Cleft Palate Repair
The objective of cleft palate surgery is to close the palate to restore normal function to eating and drinking and to enhance the development of normal speech.
Clefts of the palate can occur as isolated deformities or in combination with a cleft of the lip. Cleft palates result from failure of fusion of the embryonic facial processes resulting in a fissure through the palate. This may be complete (extending through the hard and soft palates) or any degree of incomplete (partial cleft). The palate forms the roof of the oral cavity and the floor of the nose; thus, a cleft causes a free communication between these two cavities. As a result, treatment of palatal clefts is complex because of potential problems with feeding, speech, middle ear infections, occlusion and jaw alignment.

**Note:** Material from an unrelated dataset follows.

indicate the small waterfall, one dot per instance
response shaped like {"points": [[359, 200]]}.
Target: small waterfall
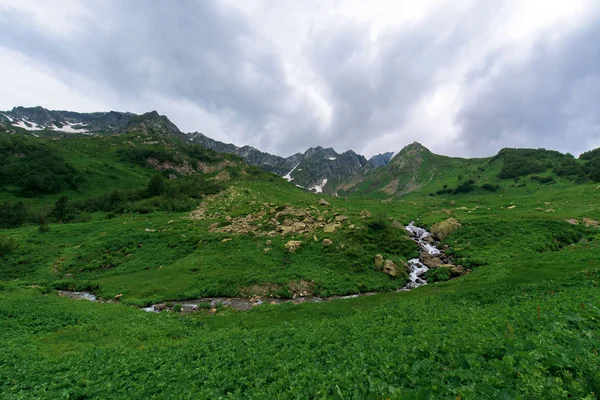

Surgical treatment of the cleft palate is best accomplished in one surgical procedure before the child reaches 12-14 months of age. The cleft palate is surgically closed by elevating two muscoperiosteal flaps. The levator muscles are elevated, redirected and repaired; and a three-layer closure of nasal mucosa, muscle, and oral mucosa accomplished. Surgery under general anesthesia usually lasts about 2 hours. Special precautions like those after the repair of the cleft lip are necessary for 2-3 weeks. We prefer that the child is weaned from the bottle and pacifier prior to the palatal repair. No hard or crunchy foods are allowed for 3 weeks postoperatively.